The quote, "All models are wrong, but some are useful" comes to mind. The OSI model is useful but far from perfect. But you'd be doing students a disservice if you don't teach them about it at a minimum because the OSI model is part of the networking vernacular.
I think there are good arguments to be made that the OSI model has too many layers to be useful. My favorite description of the IP networking model is that IP is the "narrow waist" of internet protocols. Lower levels can vary and upper levels can vary, but IP remains constant (which is why IPv6 is such a nightmare whereas all the other protocols below and above IP have changed significantly with less effort).
The main utility the OSI model has served me is being able to recite it for job interviews.

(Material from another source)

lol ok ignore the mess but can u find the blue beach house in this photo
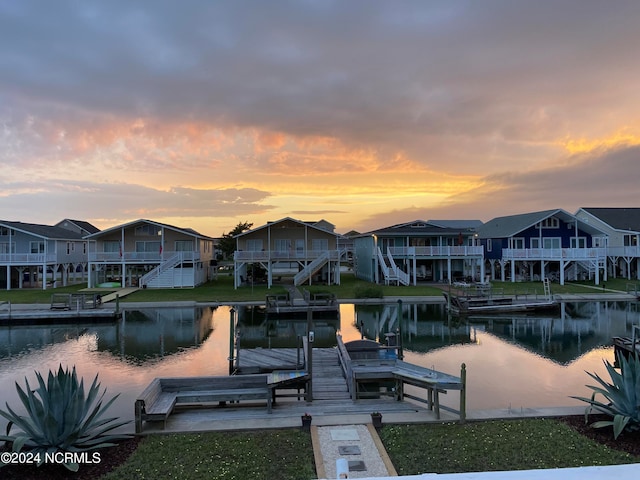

More honestly, though, I think the OSI model can be used very constructively in teaching by contrasting it with IP. IP is simpler and also less feature-rich; you can learn a lot about IP by noticing which aspects of the OSI model were "left out" from IP (putting it that way muddles the timeline but probably also isn't that inaccurate) and how it varies from what was designed at one point as a "complete" protocol set. But this is all a part of my larger philosophy of a "historical approach" to teaching networking. It's not too uncommon for instructors to do this by discussing X.25 and/or ALOHA early on and then comparing/contrasting IP, but for whatever reason it is typical to introduce the OSI model alongside IP without the historical context of what the OSI model is and isn't useful for today.